The Royal Society

The Royal Society, has announced the recipients of its 2011 awards, medals and prize lectures today (19 July 2011).

Professor Dan McKenzie FRS, from the Department of Earth Sciences, will receive the world’s oldest award for scientific achievement, the Royal Society’s prestigious Copley Medal, for his seminal contributions to the understanding of geological and geophysical phenomena, including tectonic plates.

The Copley medal was first awarded by the Royal Society in 1731, 170 years before the first Nobel Prize. It is awarded for outstanding achievements in scientific research and has been awarded to such eminent scientists as Charles Darwin, Michael Faraday, Albert Einstein and Stephen Hawking.

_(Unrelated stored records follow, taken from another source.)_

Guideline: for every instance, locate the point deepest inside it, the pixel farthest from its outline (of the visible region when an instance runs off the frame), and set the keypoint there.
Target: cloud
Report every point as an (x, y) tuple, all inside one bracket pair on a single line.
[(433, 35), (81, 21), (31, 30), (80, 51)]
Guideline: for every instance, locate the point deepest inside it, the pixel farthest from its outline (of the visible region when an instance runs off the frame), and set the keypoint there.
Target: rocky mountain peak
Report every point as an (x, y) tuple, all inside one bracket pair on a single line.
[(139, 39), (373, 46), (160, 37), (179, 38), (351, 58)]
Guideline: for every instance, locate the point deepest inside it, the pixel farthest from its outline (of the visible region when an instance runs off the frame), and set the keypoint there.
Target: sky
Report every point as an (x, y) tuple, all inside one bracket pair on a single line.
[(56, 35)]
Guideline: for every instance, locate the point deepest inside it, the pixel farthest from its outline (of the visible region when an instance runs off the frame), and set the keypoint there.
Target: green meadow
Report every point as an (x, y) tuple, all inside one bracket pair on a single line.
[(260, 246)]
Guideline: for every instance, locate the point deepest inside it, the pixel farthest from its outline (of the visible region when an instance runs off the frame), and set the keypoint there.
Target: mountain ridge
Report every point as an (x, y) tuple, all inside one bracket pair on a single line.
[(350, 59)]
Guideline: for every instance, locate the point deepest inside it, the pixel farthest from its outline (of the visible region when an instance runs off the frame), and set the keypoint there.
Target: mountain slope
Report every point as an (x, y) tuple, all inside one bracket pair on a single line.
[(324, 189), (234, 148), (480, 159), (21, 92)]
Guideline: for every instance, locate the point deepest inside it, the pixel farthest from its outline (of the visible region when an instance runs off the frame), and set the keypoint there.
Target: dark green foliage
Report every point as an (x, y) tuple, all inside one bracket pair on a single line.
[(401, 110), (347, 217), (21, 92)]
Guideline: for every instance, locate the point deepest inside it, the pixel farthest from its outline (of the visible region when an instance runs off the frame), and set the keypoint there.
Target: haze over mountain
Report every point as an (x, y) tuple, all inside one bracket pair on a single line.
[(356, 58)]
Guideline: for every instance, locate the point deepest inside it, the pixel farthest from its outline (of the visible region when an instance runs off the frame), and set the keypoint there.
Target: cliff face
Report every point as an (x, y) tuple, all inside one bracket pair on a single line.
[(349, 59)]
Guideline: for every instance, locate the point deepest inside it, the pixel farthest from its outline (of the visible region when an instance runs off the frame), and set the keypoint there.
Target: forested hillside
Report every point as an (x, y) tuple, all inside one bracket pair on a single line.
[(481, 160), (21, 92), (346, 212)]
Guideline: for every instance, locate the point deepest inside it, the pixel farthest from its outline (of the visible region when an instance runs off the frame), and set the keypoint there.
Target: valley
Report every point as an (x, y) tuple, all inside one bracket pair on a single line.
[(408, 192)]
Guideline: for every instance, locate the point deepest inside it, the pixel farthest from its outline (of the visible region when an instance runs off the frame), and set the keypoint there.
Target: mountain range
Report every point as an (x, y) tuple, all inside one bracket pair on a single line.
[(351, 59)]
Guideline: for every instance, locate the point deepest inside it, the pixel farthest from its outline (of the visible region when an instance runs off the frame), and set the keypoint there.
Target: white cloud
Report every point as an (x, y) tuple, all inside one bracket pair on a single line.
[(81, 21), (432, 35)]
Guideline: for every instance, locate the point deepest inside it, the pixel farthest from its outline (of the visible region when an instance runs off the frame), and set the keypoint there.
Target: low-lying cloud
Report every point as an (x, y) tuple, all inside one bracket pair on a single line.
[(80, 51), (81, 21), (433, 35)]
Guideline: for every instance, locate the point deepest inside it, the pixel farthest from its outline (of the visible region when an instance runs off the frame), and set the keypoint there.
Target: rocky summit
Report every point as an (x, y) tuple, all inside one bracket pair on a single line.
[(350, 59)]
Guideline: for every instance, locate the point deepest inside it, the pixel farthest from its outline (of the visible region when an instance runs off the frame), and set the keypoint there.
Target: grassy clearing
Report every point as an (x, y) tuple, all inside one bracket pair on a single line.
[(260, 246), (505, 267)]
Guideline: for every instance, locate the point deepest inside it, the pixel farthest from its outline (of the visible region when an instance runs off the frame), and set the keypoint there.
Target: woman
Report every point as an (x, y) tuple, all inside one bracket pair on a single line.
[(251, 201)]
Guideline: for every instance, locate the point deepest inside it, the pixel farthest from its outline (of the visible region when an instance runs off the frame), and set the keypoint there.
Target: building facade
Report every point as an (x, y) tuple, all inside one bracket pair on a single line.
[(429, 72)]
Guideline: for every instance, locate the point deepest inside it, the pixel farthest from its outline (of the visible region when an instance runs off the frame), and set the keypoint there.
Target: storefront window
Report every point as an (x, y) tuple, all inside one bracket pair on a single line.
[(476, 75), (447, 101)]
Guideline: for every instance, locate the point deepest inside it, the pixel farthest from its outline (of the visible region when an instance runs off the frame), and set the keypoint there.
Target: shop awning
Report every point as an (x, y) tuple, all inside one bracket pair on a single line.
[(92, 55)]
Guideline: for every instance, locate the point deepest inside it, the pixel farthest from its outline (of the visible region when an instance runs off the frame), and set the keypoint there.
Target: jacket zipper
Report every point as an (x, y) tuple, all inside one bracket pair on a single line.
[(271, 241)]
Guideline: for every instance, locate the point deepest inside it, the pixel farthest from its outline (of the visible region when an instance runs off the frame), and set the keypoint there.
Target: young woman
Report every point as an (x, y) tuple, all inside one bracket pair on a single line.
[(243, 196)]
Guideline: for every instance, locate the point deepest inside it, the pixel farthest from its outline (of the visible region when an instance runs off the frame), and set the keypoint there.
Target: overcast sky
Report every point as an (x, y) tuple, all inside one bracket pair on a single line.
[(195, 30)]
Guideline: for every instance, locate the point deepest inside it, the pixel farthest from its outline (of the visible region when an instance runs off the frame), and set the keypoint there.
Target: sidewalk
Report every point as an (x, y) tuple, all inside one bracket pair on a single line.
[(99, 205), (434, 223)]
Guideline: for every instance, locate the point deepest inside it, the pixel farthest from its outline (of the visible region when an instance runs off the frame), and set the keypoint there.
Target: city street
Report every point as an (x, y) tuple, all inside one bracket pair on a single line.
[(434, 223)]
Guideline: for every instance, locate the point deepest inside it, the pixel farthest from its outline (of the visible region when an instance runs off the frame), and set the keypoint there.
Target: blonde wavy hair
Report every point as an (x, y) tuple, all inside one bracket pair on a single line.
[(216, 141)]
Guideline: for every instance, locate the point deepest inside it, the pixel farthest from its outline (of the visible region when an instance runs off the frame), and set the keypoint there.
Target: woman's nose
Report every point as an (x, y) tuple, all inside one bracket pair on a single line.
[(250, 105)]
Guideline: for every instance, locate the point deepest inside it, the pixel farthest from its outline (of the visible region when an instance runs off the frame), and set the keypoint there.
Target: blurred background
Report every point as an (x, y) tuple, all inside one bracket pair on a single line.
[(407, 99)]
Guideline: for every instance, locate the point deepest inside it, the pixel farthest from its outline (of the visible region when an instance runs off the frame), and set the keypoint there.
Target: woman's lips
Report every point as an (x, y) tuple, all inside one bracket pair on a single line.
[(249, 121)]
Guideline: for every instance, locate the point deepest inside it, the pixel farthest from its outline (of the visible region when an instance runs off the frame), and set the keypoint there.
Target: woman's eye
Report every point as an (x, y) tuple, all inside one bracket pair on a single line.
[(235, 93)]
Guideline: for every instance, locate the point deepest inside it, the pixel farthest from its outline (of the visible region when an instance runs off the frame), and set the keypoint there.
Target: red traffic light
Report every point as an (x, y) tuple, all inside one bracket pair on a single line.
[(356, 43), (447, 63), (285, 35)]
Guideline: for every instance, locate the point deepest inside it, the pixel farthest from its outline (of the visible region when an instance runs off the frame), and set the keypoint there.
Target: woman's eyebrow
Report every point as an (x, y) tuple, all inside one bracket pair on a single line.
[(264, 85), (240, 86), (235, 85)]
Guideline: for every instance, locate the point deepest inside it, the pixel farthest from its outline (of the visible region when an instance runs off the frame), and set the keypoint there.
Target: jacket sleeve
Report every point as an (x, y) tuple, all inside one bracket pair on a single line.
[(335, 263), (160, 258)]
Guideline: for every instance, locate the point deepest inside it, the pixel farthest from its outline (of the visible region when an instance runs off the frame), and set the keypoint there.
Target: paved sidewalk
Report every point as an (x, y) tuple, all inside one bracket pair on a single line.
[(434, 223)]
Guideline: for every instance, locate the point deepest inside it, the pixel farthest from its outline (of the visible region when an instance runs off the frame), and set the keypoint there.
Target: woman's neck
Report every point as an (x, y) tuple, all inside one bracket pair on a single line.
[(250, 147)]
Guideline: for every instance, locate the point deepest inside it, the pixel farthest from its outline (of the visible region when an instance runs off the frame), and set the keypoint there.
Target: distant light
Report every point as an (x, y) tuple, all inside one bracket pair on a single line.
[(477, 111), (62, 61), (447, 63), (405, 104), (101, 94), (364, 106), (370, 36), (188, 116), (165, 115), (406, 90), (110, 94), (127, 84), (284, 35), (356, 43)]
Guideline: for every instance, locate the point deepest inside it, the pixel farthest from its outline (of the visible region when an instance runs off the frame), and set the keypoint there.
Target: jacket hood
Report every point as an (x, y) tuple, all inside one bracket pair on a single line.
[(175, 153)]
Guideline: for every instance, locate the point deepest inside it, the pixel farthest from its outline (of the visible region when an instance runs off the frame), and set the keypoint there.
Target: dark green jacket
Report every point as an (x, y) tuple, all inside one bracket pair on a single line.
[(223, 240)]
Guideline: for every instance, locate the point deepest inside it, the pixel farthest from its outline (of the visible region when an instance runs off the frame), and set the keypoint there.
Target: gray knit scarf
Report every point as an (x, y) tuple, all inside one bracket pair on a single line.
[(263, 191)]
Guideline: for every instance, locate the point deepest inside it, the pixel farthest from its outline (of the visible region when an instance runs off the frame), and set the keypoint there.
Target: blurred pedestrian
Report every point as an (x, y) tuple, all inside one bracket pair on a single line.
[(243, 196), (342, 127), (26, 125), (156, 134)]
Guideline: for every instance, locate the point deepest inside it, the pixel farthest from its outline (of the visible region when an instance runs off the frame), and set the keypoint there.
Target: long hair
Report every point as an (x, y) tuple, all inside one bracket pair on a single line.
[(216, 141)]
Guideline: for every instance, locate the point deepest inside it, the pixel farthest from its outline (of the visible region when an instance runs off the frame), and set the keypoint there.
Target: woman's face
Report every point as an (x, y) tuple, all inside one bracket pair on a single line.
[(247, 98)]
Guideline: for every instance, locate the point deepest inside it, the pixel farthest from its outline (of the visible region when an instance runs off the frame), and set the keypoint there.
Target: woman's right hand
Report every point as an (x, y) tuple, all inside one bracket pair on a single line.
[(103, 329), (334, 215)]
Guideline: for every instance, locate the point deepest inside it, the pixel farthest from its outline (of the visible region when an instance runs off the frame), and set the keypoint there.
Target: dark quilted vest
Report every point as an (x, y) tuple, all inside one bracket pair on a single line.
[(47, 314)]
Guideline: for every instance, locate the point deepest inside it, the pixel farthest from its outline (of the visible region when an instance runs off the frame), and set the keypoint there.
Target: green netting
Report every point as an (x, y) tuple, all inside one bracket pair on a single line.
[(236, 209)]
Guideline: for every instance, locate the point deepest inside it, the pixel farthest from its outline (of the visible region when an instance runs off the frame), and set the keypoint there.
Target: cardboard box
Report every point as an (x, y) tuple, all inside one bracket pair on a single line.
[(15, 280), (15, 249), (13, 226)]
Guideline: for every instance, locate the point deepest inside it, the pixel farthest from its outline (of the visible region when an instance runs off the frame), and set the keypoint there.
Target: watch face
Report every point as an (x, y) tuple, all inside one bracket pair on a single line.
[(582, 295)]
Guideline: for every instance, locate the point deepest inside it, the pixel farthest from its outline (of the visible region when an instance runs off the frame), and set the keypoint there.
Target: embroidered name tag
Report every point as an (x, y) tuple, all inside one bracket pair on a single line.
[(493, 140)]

The full list of Cambridge recipients of awards, medals and prize lectures for 2011 is below:

Professor Steven Ley – Royal Medal

Sir Gregory Winter – Royal Medal

Professor Stephen Jackson  – Buchanan Medal

Professor Clare Grey - Kavli Medal and Lecture

Professor Herbert Huppert - Bakerian Lecture

The scientists receive the awards in recognition of their achievements in a wide variety of fields of research - the uniting factor is the excellence of their work and the profound implications their findings have had for others working in their relevant fields and wider society.